A new approach is needed

The number of people with chronic diseases is increasing significantly, mainly due to aging populations. This leads to human suffering and high healthcare costs.

“Regenerative medicine offers a promising opportunity to effectively treat chronic conditions by encouraging the body to heal itself,” continued Verhaar.

“Our scientists aim to fully understand the repair processes of tissues and organs in the patient and then direct this with implantable smart materials.”

The DRIVE-RM consortium focuses on developing new treatments for heart failure, kidney failure, and disorders of bones, cartilage, and joints.

“Besides advancing scientific research and technological innovation, DRIVE-RM also provides a platform for collaboration with clinicians to make the translation to clinical practice,” added Verhaar, “and with ethicists to address ethical issues surrounding regenerative therapies.”

Together with the involved Health Technology Assessment experts, this provides a framework that ensures these advanced interventions remain affordable and accessible.

Enabling future generations of scientists

The DRIVE-RM consortium places great emphasis on maintaining a healthy, inclusive, and diverse research culture and training the next generation—a key goal of the SUMMIT program.
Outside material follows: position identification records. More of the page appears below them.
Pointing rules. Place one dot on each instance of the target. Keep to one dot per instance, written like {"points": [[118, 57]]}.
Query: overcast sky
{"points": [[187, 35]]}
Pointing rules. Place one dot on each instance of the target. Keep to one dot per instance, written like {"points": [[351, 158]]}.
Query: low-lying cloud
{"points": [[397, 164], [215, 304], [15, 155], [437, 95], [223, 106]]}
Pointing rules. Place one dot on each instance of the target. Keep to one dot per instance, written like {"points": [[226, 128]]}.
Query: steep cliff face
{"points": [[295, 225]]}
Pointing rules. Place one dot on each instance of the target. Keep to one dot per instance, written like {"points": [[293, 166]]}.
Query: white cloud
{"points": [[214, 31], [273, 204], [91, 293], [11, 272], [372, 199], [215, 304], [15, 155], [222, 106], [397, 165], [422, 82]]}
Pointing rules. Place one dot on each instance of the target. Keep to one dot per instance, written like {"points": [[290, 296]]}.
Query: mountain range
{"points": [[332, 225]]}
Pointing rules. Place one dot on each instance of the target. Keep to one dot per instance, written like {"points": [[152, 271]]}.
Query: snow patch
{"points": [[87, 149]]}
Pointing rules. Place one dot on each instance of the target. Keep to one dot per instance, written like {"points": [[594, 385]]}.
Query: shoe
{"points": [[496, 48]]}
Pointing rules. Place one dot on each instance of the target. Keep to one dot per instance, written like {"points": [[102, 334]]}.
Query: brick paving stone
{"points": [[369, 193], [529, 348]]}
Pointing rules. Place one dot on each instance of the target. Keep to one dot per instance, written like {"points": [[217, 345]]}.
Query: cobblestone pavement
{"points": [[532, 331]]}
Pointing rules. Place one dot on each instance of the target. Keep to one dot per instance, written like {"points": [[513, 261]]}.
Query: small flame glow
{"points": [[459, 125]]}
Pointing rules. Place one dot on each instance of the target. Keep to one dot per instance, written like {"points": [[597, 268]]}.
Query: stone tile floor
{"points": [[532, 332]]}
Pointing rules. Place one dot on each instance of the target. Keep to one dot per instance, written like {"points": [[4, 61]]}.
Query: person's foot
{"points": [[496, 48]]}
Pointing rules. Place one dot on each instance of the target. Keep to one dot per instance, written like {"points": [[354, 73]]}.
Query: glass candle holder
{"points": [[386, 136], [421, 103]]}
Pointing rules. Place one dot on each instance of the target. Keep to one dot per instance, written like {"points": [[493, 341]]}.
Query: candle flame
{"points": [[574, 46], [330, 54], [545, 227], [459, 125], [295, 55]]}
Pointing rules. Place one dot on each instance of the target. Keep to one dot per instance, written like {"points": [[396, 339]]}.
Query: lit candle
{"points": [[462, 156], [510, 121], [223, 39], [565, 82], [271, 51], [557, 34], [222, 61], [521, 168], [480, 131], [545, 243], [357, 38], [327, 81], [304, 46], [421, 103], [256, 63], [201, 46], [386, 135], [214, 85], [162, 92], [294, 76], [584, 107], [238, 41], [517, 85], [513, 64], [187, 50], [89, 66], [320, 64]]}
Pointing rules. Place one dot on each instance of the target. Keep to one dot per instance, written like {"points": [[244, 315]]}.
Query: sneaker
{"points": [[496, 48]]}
Therefore, the team explicitly includes emerging talents who will continue to strengthen Dutch research in regenerative medicine.

Verhaar concludes, “Ultimately, DRIVE-RM is more than just a research initiative; it is a vision for the future of healthcare. A future in which chronic diseases can truly be cured. By collaborating with leading academic institutions, DRIVE-RM aims to make these visionary treatments a reality.”